As shown in fig. 3 to 6, the aerial lift truck includes the above-described vehicle control system. It should be noted that other main functional components of the chassis, the turntable, the arm support and the like of the aerial work platform are not the invention points of the patent, and are not described again.

The embodiments in the present specification are described in a progressive manner, each embodiment focuses on differences from other embodiments, and the same or similar parts in the embodiments are referred to each other.

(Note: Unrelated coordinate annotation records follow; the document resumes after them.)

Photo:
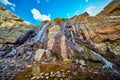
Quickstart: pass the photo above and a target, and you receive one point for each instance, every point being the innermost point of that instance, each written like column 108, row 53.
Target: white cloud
column 13, row 8
column 38, row 1
column 68, row 15
column 86, row 0
column 7, row 2
column 38, row 16
column 91, row 10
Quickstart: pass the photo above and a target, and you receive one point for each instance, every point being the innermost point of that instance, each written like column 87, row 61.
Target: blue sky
column 35, row 11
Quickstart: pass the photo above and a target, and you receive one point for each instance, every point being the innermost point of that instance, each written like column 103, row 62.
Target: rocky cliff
column 82, row 44
column 11, row 26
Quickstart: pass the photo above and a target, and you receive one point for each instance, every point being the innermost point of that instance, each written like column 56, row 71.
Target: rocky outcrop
column 112, row 9
column 11, row 26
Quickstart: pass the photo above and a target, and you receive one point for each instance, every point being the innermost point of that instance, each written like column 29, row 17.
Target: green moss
column 66, row 60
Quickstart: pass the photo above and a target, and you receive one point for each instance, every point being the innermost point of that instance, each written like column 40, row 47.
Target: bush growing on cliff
column 58, row 20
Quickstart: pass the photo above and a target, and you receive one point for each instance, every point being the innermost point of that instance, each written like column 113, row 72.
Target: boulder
column 39, row 55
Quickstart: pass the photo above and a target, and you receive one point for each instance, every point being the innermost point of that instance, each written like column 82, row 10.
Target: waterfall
column 39, row 37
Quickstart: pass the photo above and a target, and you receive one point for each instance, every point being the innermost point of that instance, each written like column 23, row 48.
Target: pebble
column 28, row 66
column 33, row 78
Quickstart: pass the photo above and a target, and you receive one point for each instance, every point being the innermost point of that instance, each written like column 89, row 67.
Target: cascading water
column 39, row 37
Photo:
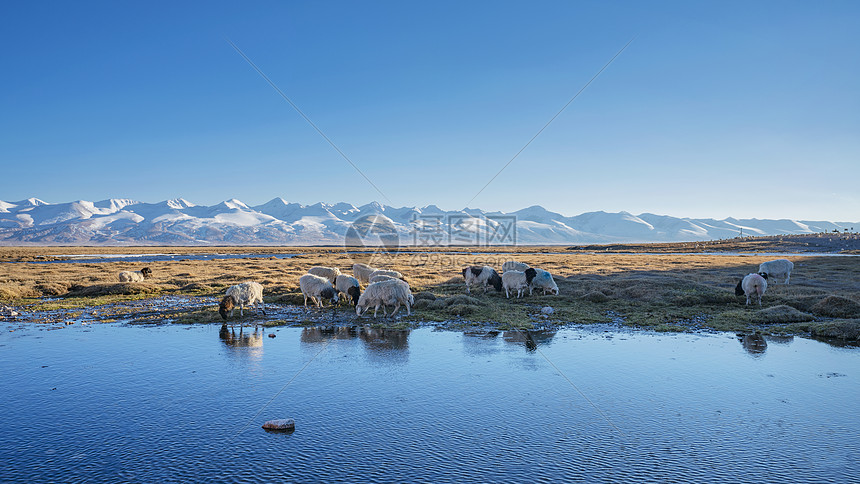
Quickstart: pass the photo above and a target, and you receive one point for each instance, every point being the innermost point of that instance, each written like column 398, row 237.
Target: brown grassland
column 662, row 290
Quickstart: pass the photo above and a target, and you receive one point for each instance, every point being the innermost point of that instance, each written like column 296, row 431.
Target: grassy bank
column 660, row 291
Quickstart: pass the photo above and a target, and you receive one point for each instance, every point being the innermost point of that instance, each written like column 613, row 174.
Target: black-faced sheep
column 317, row 288
column 362, row 272
column 543, row 280
column 393, row 292
column 349, row 287
column 517, row 281
column 485, row 276
column 135, row 276
column 752, row 285
column 329, row 273
column 244, row 294
column 780, row 268
column 513, row 265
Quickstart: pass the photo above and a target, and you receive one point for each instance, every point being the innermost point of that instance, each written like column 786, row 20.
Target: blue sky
column 717, row 109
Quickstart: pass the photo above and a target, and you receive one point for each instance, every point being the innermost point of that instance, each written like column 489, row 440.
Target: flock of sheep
column 516, row 276
column 383, row 288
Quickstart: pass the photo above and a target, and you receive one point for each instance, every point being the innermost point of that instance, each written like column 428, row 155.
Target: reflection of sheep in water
column 241, row 340
column 135, row 276
column 385, row 293
column 752, row 285
column 754, row 344
column 244, row 294
column 780, row 268
column 317, row 288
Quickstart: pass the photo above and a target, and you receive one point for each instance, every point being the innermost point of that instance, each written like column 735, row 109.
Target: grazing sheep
column 780, row 268
column 385, row 293
column 317, row 288
column 384, row 272
column 543, row 280
column 135, row 276
column 244, row 294
column 362, row 272
column 482, row 275
column 349, row 287
column 752, row 285
column 513, row 265
column 329, row 273
column 517, row 281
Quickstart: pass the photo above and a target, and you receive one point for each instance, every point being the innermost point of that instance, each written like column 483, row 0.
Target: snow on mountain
column 278, row 222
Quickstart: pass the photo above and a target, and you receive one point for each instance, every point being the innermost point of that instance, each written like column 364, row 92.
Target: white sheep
column 135, row 276
column 543, row 280
column 517, row 281
column 362, row 272
column 317, row 288
column 780, row 268
column 513, row 265
column 485, row 276
column 385, row 272
column 244, row 294
column 752, row 285
column 329, row 273
column 393, row 292
column 349, row 287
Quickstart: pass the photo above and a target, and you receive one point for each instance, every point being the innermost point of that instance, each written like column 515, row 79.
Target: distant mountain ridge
column 278, row 222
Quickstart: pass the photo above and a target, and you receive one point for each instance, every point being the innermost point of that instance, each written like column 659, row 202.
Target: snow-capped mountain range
column 278, row 222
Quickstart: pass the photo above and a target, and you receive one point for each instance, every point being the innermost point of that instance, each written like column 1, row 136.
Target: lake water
column 114, row 403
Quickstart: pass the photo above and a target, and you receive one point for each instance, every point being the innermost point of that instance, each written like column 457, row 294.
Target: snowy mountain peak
column 123, row 221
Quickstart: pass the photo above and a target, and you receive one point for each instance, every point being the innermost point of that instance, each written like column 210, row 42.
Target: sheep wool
column 392, row 292
column 135, row 276
column 245, row 294
column 485, row 276
column 753, row 285
column 317, row 288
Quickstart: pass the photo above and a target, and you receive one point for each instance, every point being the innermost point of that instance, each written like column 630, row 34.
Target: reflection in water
column 251, row 340
column 780, row 340
column 531, row 338
column 753, row 343
column 390, row 345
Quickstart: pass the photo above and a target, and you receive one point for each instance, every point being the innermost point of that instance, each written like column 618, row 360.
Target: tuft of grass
column 837, row 307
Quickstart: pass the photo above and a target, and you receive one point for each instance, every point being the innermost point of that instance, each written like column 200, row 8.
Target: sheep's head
column 329, row 293
column 495, row 280
column 354, row 293
column 227, row 304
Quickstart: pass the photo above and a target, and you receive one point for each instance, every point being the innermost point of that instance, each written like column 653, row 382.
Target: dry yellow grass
column 653, row 290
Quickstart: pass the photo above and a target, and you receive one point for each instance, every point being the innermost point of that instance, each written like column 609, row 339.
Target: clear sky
column 716, row 109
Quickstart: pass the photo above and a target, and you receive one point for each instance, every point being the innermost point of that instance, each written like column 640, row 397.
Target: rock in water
column 280, row 424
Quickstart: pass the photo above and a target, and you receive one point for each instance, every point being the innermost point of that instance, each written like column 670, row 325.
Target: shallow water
column 111, row 403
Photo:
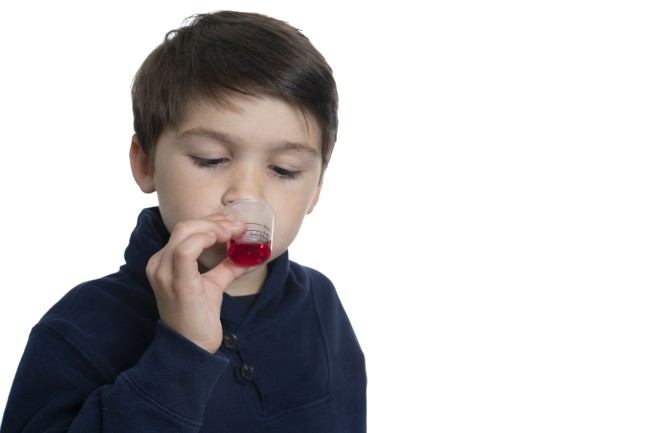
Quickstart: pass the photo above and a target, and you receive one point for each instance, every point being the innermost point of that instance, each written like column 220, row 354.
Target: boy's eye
column 208, row 162
column 284, row 173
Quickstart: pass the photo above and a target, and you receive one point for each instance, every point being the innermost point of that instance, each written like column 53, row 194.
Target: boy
column 230, row 106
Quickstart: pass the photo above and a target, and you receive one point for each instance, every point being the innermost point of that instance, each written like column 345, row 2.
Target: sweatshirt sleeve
column 58, row 389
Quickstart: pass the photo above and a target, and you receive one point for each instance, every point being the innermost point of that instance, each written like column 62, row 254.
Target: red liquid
column 247, row 254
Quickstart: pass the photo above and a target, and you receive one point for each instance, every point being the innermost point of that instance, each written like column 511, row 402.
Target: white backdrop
column 485, row 215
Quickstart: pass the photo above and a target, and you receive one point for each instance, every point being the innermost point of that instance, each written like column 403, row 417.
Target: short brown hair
column 212, row 56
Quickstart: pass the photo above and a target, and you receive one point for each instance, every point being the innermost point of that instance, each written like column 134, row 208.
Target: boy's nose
column 245, row 183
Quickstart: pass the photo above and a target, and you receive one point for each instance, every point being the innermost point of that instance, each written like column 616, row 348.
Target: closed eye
column 284, row 173
column 208, row 162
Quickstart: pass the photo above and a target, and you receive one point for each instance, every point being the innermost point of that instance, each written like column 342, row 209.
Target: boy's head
column 217, row 55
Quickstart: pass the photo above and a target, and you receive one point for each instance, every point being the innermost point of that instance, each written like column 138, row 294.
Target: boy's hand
column 188, row 301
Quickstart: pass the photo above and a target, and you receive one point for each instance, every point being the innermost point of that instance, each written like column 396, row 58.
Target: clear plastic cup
column 253, row 247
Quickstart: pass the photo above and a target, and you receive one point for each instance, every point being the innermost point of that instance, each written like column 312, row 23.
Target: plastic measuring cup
column 253, row 247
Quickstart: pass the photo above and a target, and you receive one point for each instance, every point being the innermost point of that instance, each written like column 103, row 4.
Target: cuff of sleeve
column 177, row 374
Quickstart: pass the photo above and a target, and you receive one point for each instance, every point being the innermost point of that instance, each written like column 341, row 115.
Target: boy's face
column 254, row 148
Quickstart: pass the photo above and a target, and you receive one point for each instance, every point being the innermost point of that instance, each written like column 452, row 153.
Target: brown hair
column 213, row 55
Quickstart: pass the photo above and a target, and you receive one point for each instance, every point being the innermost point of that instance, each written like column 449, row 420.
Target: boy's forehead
column 225, row 119
column 250, row 109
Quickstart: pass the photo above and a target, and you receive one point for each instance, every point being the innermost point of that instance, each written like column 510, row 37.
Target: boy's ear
column 314, row 200
column 141, row 167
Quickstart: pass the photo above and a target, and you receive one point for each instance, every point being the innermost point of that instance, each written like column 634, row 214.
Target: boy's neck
column 250, row 283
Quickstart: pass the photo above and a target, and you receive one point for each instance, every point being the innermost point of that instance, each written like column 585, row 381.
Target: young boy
column 230, row 106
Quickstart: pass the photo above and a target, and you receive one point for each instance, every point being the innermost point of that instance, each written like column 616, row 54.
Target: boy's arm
column 57, row 389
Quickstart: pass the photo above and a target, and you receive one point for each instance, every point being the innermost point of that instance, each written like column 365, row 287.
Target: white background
column 485, row 215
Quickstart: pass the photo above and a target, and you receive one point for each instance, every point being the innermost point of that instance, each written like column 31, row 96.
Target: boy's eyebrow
column 228, row 139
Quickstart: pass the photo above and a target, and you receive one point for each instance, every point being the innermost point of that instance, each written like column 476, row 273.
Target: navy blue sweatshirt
column 102, row 361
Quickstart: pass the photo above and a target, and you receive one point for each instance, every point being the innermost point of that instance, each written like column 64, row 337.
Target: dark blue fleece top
column 101, row 360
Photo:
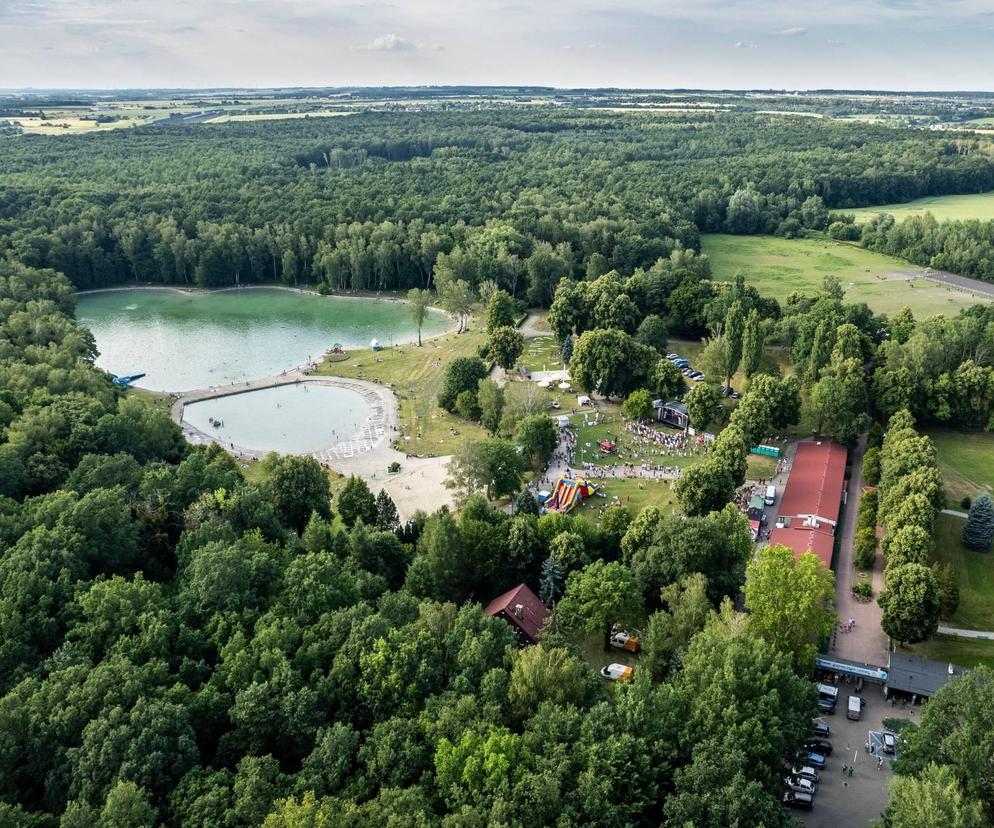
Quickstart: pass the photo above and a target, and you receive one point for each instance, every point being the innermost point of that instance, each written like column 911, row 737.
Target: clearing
column 778, row 267
column 966, row 460
column 967, row 652
column 944, row 208
column 975, row 575
column 415, row 376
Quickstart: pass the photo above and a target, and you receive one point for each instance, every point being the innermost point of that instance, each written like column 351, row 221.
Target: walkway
column 961, row 633
column 867, row 642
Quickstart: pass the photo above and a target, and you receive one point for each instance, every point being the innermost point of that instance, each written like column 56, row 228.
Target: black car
column 822, row 746
column 798, row 800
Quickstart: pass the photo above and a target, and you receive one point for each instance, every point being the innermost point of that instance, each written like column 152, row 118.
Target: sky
column 866, row 44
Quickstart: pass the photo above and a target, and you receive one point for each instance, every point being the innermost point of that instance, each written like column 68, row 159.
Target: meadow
column 974, row 571
column 944, row 208
column 966, row 461
column 778, row 267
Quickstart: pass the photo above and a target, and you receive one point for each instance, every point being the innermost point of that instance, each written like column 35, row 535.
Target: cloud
column 388, row 43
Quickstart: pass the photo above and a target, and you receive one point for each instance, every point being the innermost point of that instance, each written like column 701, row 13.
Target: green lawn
column 944, row 208
column 967, row 652
column 778, row 267
column 635, row 495
column 975, row 574
column 541, row 354
column 966, row 460
column 415, row 375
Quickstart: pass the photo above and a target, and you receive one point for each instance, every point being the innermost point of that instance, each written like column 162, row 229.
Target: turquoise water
column 183, row 341
column 290, row 419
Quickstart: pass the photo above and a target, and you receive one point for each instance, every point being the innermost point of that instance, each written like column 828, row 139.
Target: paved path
column 960, row 633
column 867, row 643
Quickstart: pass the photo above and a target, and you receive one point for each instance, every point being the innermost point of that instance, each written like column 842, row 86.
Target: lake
column 290, row 419
column 185, row 340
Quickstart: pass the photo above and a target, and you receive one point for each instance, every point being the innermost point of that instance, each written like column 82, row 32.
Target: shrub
column 865, row 547
column 862, row 589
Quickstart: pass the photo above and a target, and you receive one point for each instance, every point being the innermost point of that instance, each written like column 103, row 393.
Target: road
column 867, row 642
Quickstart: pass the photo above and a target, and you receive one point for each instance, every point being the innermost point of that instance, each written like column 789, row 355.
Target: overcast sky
column 893, row 44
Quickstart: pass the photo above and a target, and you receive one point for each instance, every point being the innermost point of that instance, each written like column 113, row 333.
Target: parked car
column 816, row 760
column 617, row 672
column 819, row 746
column 798, row 800
column 799, row 785
column 621, row 640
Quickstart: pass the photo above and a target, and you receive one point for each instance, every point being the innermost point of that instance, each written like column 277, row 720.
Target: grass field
column 944, row 208
column 975, row 574
column 541, row 354
column 967, row 652
column 634, row 495
column 778, row 267
column 966, row 460
column 415, row 375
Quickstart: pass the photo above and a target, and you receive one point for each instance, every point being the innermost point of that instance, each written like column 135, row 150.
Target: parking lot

The previous description of the disclosed embodiments is provided to enable any person skilled in the art to make or use the present invention. Various modifications to these embodiments will be readily apparent to those skilled in the art, and the generic principles defined herein may be applied to other embodiments without departing from the spirit or scope of the invention. Thus, the present invention is not intended to be limited to the embodiments shown herein but is to be accorded the widest scope consistent with the principles and novel features disclosed herein.

Claims

1. A driving control method is characterized in that a traveling pump provides power for driving action, and the control method comprises the following steps:

inquiring the current driving state according to a preset driving state table;

2. The traveling control method according to claim 1,

and obtaining a driving state table as a result under the condition that the corresponding relation between the position of the arm support relative to the underframe, the inclination angle of the slope, the swinging direction of the walking handle and the driving state is established.

3. The traveling control method according to claim 2,

the judgment result is that the current driving state is an uphill slope, and a control signal for reducing the output flow of the walking pump is not sent out,

4. The traveling control method according to claim 2,

obtaining the initial maximum current value of the walking pump under the current slope inclination angle according to the function relation between the preset initial maximum current value of the walking pump and the slope inclination angle;

when the rotating speed of the engine is less than or equal to the preset rotating speed, the initial maximum current value of the walking pump is unchanged, and a control signal for reducing the output flow of the walking pump is not sent out.

5. The traveling control method according to claim 2,

6. A traveling vehicle controller, characterized in that the controller comprises:

7. The traveling vehicle controller according to claim 6, further comprising:

the boom position acquisition unit is used for acquiring the position of the boom relative to the base frame;

8. The traveling vehicle controller according to claim 7, further comprising

The walking pump initial maximum current value acquisition unit is used for acquiring the walking pump initial maximum current value under the current slope inclination angle according to the function relation between the preset walking pump initial maximum current value and the slope inclination angle;

9. A driving control system, characterized by comprising a driving controller according to any one of claims 6-8;

10. An aerial lift truck comprising a ride control system as claimed in claim 9.